La llegada de los Europeos

 Por: Mario R. Cancel & Mayra Rosario Urrutia

Hacia el año 1625, el imperio castellano había perdido la vitalidad que lo había caracterizado. Mientras España estaba bajo signos evidentes de desgaste político, administrativo y militar, Inglaterra y Holanda se fortalecían en Europa y se transformaban en un reto concreto en el mundo americano. El ascenso de ambos poderes explica en gran medida sus reiteradas agresiones a San Juan Bautista entre 1595 y 1625.

Mas no se trata solamente de ese reordenamiento de poder. A partir del año 1624 esas dos potencias marítimas europeas junto a Francia, comenzaron a adoptar una actitud más belicosa sobre sus posibilidades expansivas en los mares navegados y las tierras descubiertas por los castellanos durante el siglo 16.

Entre 1624 y 1655 los países enemigos de España en Europa ejecutaron una política colonial agresiva, tratando de romper con la idea de los castellanos de que el océano Atlántico y las Indias Occidentales debían estar cerrados para la colonización por parte de otros países que no fueran España y Portugal. Las posibilidades de que el monopolio español sobre estas tierras durase para siempre, estaban en duda.

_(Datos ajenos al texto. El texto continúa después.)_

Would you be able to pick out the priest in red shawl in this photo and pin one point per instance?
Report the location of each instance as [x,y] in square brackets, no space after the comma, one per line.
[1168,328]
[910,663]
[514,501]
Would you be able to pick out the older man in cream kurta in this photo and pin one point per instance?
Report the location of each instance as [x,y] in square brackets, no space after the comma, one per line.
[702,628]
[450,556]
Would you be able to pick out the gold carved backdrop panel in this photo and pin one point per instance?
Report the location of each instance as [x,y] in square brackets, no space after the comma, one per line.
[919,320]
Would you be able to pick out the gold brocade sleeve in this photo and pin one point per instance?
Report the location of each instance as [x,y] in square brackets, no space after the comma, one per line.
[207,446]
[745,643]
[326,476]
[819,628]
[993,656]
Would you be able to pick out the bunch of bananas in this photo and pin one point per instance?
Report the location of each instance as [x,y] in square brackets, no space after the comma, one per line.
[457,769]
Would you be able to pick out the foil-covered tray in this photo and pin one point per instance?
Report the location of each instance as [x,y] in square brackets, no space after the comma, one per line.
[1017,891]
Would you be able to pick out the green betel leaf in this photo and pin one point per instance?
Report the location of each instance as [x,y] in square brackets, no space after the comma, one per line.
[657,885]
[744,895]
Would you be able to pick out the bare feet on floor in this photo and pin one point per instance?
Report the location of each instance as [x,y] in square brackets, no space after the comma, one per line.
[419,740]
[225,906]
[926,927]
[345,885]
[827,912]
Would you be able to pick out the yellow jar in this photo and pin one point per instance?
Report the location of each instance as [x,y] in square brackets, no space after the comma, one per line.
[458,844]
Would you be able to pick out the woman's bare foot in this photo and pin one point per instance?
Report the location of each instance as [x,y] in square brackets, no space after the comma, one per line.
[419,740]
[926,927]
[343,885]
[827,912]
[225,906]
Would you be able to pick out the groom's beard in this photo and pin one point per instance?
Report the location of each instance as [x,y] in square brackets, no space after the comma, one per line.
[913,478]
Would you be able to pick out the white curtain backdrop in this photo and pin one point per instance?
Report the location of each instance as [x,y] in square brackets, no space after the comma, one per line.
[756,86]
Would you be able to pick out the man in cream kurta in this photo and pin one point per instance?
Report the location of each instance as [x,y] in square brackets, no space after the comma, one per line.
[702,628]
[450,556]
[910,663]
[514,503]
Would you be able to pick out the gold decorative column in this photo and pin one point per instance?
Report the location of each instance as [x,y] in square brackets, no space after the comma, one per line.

El foco de interés de la expansión no-española en América se concentró en aquel momento principalmente en las Antillas Menores. A pesar de que España las reclamaba como suyas, no había puesto empeño en colonizarlas. De ese modo, San Cristóbal quedó en manos de ingleses y franceses (1624). Aquello fue solamente el inicio de un proceso a través del cual Barbados terminó en manos de los ingleses (1624), Santa Cruz fue compartida por los ingleses y los holandeses (1625), Nieves, Antigua y Montserrat (1628) fueron recolonizadas por los ingleses, y Martinica y Guadalupe (1635) por los franceses. Las Antillas Menores, otrora jurídicamente españolas, se iban a convertir a la larga en un caleidoscopio cultural muy rico en manos de los nuevos poderes europeos. Paralelamente, esas mismas potencias ocuparon tierras en la zona de la Guayana, al norte del continente suramericano, desde donde podían proteger sus intereses coloniales insulares.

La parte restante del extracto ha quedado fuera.